Disclaimer: I’m not a psychology professional. However, I am fascinated by psychology—the human mind is one of the weirdest and intriguing things out there, and in my writing, I love exploring the psychological dimensions of my characters.

Ever since I began getting serious about reading in 2017, I’ve been curious to know how reading affects thinking, understanding, and other parts of human psychology. It turns out that being a reading fan can do great things for your brain! So hopefully after reading this post, you’ll have even more incentive to dive into those books towering up on your to-be-read pile.  

A great article I found while researching this topic comes from Psychology Today. In her post “How Reading Can Change You in a Major Way,” Susan Krauss Whitbourne, Ph.D., writes, “One personality quality enhanced by literature is empathy, the ability to understand someone else’s point-of-view.” (Check out the awesome article here.)

I can attest to this. First-person narratives obviously are awesome for building empathy since you, the reader, are right up there in the cockpit with the narrator. Back in May 2017, I read J.D. Salinger’s The Catcher in the Rye. If you told me before I started reading the novel that I would end up understanding the viewpoint of a whiny, spoiled teenage boy with a habit of overusing slang, I wouldn’t have believed you.  

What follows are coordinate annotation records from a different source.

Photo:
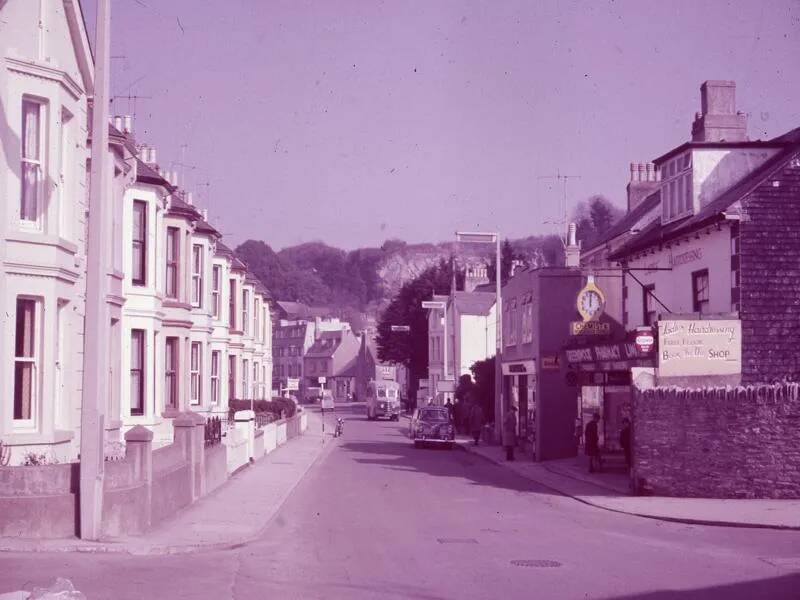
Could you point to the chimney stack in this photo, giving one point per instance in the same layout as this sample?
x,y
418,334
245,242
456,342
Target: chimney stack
x,y
475,276
644,181
719,121
573,250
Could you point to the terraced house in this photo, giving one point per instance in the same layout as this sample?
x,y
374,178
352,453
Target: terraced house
x,y
189,326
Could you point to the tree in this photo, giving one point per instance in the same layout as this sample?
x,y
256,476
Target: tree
x,y
594,218
483,373
507,258
411,348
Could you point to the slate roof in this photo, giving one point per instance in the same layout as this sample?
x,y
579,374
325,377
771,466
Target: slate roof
x,y
630,220
656,233
326,345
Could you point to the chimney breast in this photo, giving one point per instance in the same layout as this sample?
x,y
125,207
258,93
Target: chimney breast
x,y
718,120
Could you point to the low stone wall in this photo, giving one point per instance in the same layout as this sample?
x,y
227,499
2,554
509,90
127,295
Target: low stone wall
x,y
281,431
741,442
215,467
39,501
144,488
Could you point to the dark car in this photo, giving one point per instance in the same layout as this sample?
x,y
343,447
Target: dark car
x,y
432,424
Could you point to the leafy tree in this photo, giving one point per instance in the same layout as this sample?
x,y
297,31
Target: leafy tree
x,y
483,373
507,258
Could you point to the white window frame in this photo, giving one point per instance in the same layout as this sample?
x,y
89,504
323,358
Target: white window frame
x,y
216,356
676,188
38,164
216,289
197,275
196,373
246,378
34,360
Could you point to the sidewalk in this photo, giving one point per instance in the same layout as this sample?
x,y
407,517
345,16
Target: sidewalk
x,y
609,491
231,516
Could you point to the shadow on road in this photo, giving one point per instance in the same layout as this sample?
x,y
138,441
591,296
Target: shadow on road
x,y
395,451
775,588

Although first-person stories are the easiest to gain empathy, the same works for third-person and even those most elusive of works, the second-person POV narrative. While reading Blood Meridian in February 2018 (a third-person point-of-view), I could feel The Kid’s terror as villainous Judge Holden tried to track him down across the American southwest . . . now, I’m not saying that I empathized with the Judge’s homicidal tendencies, but still, I didn’t dismiss him out of hand as “the bad guy” to root against. I could see that Holden was a human, too, just like The Kid, and that he had some serious problems that he wanted to take out on The Kid (okay, maybe that wasn’t the best example, but hopefully you get what I’m saying). What’s fascinating is that this empathy can transfer over to real life, helping you interact with family, friends, and coworkers better, especially when they’re telling their own stories or trying to talk through problems.  

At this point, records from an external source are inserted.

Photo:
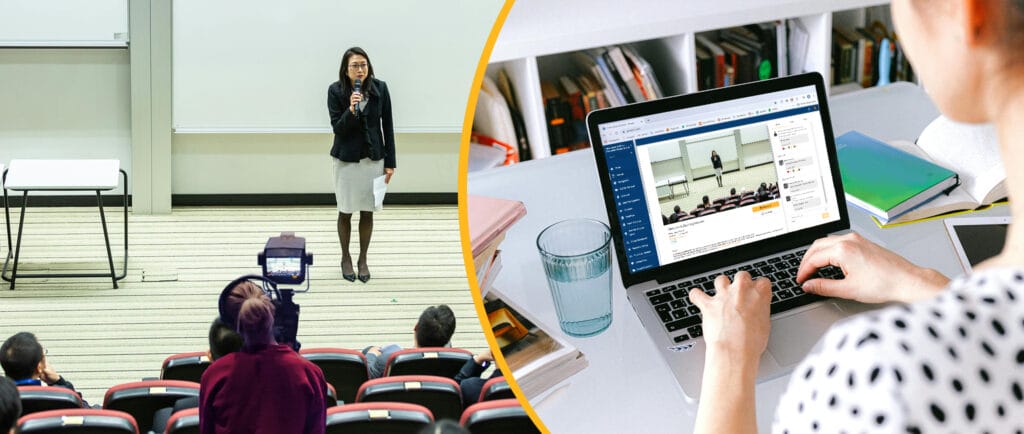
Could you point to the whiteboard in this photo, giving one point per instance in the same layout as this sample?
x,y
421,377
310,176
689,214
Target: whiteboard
x,y
64,23
666,150
264,66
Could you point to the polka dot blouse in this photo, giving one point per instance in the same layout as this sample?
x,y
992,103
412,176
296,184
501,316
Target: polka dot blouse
x,y
949,364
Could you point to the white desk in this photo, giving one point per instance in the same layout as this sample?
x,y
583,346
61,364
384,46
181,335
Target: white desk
x,y
62,175
628,388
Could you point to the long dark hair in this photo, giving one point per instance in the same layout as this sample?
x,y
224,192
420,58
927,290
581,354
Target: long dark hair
x,y
346,84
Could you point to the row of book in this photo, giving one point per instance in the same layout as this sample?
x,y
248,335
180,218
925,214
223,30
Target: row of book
x,y
742,54
605,77
867,55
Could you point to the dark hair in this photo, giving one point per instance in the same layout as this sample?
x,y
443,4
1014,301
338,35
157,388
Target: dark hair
x,y
19,355
10,404
223,340
444,426
253,310
435,327
343,78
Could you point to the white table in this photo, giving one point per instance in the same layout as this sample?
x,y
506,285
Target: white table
x,y
628,387
62,175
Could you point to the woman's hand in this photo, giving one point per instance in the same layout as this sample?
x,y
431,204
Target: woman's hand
x,y
354,100
873,274
735,320
735,326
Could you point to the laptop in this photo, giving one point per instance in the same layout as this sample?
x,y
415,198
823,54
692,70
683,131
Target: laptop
x,y
780,190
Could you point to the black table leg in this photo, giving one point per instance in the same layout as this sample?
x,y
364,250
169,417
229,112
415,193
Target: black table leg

Sometimes I think humans weren’t made to handle the barrage of information we’ve made for ourselves in the 21st Century. An awesome thing about reading is that it forces your mind to slow down. In a world full of instant or near-instant communication and an emphasis on busyness, it’s wonderful to open a book and have the pace of life ease to a manageable rate. Even if you’re the fastest reader on the planet, you can’t deny that a novel helps your brain slow down and focus on the words in front of you—unless you want the words not to make sense! 

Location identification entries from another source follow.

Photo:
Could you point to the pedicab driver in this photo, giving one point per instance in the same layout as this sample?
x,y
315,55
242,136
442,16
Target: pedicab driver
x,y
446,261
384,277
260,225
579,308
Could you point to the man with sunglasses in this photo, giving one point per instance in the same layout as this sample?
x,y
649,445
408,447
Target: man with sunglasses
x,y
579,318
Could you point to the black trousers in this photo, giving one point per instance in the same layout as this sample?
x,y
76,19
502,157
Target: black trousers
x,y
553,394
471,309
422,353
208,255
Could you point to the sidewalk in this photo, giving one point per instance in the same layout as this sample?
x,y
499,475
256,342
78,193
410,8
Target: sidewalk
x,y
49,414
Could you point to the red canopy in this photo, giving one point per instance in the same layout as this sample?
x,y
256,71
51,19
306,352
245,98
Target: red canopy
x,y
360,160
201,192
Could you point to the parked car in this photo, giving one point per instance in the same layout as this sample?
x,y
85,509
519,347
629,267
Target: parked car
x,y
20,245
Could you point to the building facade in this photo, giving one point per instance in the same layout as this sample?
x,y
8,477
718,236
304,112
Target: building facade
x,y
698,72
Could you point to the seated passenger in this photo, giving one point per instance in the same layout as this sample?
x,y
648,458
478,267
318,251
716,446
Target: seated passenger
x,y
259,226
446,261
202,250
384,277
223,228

Another aspect of reading and human psychology is the ability of books to expand the imagination and make you think in different ways. This is especially true if you read a variety of books in different, even experimental, styles.

I’m a fiction writer, so reading novels is basically my rocket fuel for imagination. Even if you’re not a writer, though, books can still do wonders for how you see things—I remember as a kid, before I got into writing, the Harry Potter series made me realize that there are worlds that you can “live” in outside the real one. If you have a job that requires a lot of creative thinking—or if you’re like me and make creative thinking and your goal in life—then books will be your best friends.  They’ll help you think in ways that go beyond what’s been thought before, freeing your mind of stale ideas.